Future directions for ABO-incompatible kidney transplantation
In 2011, we published data concerning differences in the rates of graft survival and chronic ABMR between ABO-compatible and ABO-incompatible kidney transplantation with induction treatment (56). Between 2001 and 2004, recipients in the ABO-incompatible group (ABOi-SPX, n=45) received pretransplant DFPP and splenectomy on the transplant day. From 2005 to 2009, low-dose rituximab was administered instead of performing splenectomy (ABOi-RIT, n=57). We used 83 cases of ABO-compatible kidney transplantation as a control between 2001 and 2007 (ABOc). The chronic ABMR rates 6 months postoperatively were 8.8%, 3.5%, and 28.9%, and the de novo DSA positive rates were 2.2%, 1.7%, and 18.1% in the ABOi-SPX, ABOi-RIT, and ABOc groups, respectively. The ABOc group showed the highest rate of chronic ABMR and de novo DSA. B-cell depletion protocols, e.g., splenectomy or the administration of rituximab, seem to reduce chronic ABMR after kidney transplantation. Subramanian et al. (57) also reported that at 1 year, the glomerular filtration rate in ABO-ILKT patients was significantly better than that in ABO-CLKT patients.
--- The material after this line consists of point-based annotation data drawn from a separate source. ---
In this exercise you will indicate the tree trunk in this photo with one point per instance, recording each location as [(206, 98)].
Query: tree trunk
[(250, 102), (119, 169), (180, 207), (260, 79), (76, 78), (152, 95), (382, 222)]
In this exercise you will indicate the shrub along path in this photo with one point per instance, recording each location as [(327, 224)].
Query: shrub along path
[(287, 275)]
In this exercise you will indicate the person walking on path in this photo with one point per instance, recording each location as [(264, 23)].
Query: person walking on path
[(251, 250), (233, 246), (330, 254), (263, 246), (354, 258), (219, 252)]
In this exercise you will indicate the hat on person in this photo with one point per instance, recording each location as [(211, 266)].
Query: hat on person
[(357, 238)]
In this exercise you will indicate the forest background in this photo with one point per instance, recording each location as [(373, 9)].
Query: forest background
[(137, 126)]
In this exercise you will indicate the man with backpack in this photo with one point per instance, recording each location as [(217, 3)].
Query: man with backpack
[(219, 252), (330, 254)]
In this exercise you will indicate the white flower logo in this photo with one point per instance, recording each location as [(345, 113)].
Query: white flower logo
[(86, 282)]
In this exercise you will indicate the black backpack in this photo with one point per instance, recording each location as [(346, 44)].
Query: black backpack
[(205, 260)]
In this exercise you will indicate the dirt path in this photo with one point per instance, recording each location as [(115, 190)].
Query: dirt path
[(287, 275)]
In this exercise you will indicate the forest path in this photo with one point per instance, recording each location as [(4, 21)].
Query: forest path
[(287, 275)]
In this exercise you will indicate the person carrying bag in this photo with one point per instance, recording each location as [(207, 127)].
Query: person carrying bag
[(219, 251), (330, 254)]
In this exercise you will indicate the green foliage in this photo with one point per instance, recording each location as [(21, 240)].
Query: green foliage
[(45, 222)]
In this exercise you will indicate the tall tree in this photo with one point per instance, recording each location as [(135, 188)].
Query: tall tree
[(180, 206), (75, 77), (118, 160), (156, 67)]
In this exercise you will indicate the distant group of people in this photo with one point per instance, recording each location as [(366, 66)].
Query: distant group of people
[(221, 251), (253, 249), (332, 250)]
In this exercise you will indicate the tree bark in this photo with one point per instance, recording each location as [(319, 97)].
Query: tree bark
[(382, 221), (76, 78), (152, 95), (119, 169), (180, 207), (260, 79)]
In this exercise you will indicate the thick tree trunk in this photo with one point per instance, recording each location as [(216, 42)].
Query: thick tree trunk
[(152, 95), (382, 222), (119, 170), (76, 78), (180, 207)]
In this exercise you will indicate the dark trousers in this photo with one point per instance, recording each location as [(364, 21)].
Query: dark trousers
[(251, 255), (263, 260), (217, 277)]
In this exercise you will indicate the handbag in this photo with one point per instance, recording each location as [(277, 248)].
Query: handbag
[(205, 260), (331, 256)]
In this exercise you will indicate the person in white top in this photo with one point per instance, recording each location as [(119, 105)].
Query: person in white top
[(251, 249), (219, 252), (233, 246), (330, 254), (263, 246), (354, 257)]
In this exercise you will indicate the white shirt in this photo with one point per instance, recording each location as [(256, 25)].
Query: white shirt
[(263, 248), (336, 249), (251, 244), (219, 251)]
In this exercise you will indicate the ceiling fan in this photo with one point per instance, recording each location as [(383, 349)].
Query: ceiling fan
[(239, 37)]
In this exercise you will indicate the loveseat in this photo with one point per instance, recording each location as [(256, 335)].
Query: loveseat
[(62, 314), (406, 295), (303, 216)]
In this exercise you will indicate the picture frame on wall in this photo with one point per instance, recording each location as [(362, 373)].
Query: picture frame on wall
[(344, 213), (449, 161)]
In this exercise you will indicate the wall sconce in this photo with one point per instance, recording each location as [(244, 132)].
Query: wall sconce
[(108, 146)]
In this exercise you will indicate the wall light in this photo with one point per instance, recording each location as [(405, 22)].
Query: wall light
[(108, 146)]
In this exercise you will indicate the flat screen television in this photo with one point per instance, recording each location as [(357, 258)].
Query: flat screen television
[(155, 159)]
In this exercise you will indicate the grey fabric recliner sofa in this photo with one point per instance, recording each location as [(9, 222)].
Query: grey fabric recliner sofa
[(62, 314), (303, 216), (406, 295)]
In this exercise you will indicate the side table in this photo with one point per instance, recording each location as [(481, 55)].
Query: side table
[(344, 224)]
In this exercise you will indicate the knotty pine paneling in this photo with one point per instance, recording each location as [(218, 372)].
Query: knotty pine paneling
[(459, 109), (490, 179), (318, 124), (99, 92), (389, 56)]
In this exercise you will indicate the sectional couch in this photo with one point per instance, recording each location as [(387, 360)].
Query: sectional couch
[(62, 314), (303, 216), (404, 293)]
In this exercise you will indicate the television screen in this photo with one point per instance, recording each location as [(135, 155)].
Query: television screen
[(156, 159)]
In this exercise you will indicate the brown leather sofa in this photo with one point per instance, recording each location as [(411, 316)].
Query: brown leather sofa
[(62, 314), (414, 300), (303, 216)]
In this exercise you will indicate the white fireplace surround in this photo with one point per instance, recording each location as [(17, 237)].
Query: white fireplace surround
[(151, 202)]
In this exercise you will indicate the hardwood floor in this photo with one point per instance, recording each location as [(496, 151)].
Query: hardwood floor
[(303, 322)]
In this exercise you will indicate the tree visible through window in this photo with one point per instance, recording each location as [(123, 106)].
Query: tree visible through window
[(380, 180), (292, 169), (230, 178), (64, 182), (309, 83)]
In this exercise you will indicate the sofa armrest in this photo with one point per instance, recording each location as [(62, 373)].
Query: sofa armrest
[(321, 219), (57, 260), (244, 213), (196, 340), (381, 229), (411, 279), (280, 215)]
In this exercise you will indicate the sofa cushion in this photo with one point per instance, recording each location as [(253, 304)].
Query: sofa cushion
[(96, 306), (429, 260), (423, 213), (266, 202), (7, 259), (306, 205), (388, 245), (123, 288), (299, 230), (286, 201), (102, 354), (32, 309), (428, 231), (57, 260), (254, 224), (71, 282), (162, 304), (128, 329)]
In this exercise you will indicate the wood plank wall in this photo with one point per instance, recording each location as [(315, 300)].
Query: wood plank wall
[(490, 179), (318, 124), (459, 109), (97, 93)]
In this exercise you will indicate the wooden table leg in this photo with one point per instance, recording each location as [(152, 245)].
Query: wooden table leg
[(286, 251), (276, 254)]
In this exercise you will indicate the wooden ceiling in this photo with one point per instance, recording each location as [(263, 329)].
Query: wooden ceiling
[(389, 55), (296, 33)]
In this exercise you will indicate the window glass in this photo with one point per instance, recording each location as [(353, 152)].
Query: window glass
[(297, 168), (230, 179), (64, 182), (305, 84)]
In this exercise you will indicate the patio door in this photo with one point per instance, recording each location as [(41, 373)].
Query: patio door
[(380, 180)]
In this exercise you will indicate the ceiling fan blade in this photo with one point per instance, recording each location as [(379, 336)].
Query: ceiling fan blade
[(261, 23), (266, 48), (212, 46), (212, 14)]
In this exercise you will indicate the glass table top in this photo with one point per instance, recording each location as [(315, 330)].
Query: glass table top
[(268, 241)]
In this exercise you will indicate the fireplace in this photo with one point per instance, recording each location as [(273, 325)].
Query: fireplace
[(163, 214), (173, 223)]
De-novo DSA and the response to single antigen beads are reduced or absent in ABO-ILKT, which is proposed to lead to less acute rejection and better long-term function thereafter. Some researchers have challenged the long-lasting suppression of B-cell lineage due to rituximab, but the observation period was too short to draw this conclusion (58).
West et al. reported that several immunologic factors contribute to ABH tolerance after ABO-incompatible heart transplantation in young children, including paucity of immunoglobulin M + CD27 B cells at the time of transplantation and persistent scarcity post-transplantation. Their study provided confirmation for the memory nature of this type of cell and for the important role of these cells in T-independent B-cell responses. Determining the amount of different types of memory B cells at the time of ABO-incompatible transplantation may be useful in decision-making regarding the suitability of the procedure. Interventions that target memory B cells may allow the extension of ABO-incompatible tolerance and superior post-transplantation survival of small children compared with older children and adults (59-61).
Currently, graft survival and safety in ABO-ILKT are comparable to those in ABO-CLKT in our institute. ABO-ILKT is acceptable for treating patients with end-stage renal disease.
Conflicts of Interest: The authors have no conflicts of interest to declare.